Na refeição endocanibal, que é uma das formas arcaicas e até pré-históricas (Kleinpaul) do
funeral, consome-se a carne do morte familiar ou membro do clã: na refeição totêmica
come-se o substituto animal do antepassado e, mais tarde, na eucaristia, consome-se a carne
de deus. Estas “ceias” visam tanto – e até mais – a regenerar a carne dos vivos por meio das
virtudes fecundantes do morto como a assegurar o renascimento deste [...] p. 109.

O sacrifício tem múltiplos significados

[...] Pode até traduzir a preocupação obcecante de fugir ao talião, isto é, ao castigo de
retaliação evocado por crimes e más tendências. Com efeito, a estrutura íntima do talião
exige que paguemos com a nossa morte não somente os nossos assassinatos reais, mas
também os nossos desejos de morte. O sacrifício, que faz que o bode expiatório pague por
nós, traz o alívio da própria expiação. Os bodes expiatórios sacrificados em Israel ou em
Atenas, tal como os atuais massacres de bodes expiatórios humanos, infiéis e judeus, têm
efetivamente por finalidade purificar a cidade, atrair para a vítima a mácula mortal. Aliás,
veremos que quanto mais se exacerba no homem a angústia da morte, tanto mais tendência
ele terá a descarregar a sua morte sobre outrem por meio de um assassinato que será
verdadeiro sacrifício inconsciente. Poderemos apreender o significado nevrótico desses
assassínios sacrificiais que tendem a libertar o assassino-sacrificante do jugo da morte p.
110.

A evolução irá suprimir o sacrifício como tal e tornará clandestinos os significados de


morte-fecundidade que os assassinatos poderão assumir.
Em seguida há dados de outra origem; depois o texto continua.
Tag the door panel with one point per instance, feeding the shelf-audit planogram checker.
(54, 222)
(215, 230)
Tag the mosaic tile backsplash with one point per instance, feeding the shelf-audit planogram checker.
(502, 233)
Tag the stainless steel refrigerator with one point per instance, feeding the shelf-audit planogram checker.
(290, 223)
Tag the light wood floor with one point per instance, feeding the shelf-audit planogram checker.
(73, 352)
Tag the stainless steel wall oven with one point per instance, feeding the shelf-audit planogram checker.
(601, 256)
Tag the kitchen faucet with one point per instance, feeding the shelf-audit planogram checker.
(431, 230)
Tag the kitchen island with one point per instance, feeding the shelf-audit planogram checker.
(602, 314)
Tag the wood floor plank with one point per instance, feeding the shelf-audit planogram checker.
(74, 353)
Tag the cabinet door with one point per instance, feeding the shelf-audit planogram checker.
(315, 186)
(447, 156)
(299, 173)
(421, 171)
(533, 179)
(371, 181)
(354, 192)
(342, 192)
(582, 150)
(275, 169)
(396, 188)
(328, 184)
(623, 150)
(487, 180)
Mas é lícito pensar que todo o
assassinato solene, tal como todo o festim sagrado, desperta, fora do seu objetivo
propriamente dito, as emoções sacrificiais fundamentais oriundas da participação na grande
lei elementar do cosmo: morte-renascimento, morte-fecundidade, morte-vida nova p. 110.

Da mesma forma, toda a dávida de si ressuscitará os valores fecundantes do sacrifício. O


herói-deus, pelo seu auto-sacrifício permanente (Jesus) ou sempre renovado (Osíris, Orfeu,
Dioniso), fará jorrar as virtudes de ressureição sobre toda a humanidade mortal. Ainda hoje,
a metáfora poética que garante que o sangue do herói fez crescer novas searas evoca as
associações sacrificiais. O mártir “considera-se um pouco como uma folha que cai da
árvore para fazer terriço” p. 111.

A iniciação ou reverso da morte nascimento


Depois de se ter servido do símbolo da morte-nascimento, a iniciação irá tornar-se símbolo
da morte-nascimento: efetua-se a inversão dialética da analogia; a morte, na sua qualidade
de passagem, vai precisamente tornar-se em iniciação. No decurso das cerimônias fúnebres
há toda uma gama de práticas que sai a iniciar o morto à vida póstuma e a garantir-lhe a
passagem seja para o novo nascimento, seja para a sua vida de duplo p. 112.

É igualmente a morte-nascimento que a purificação faz apelo. A purificação lava as


máculas mortais que a vida profana acumula e faz penetrar no “sagrado”, isto é, na
comunicação mágica com as forças de morte-nascimento [...] p. 112.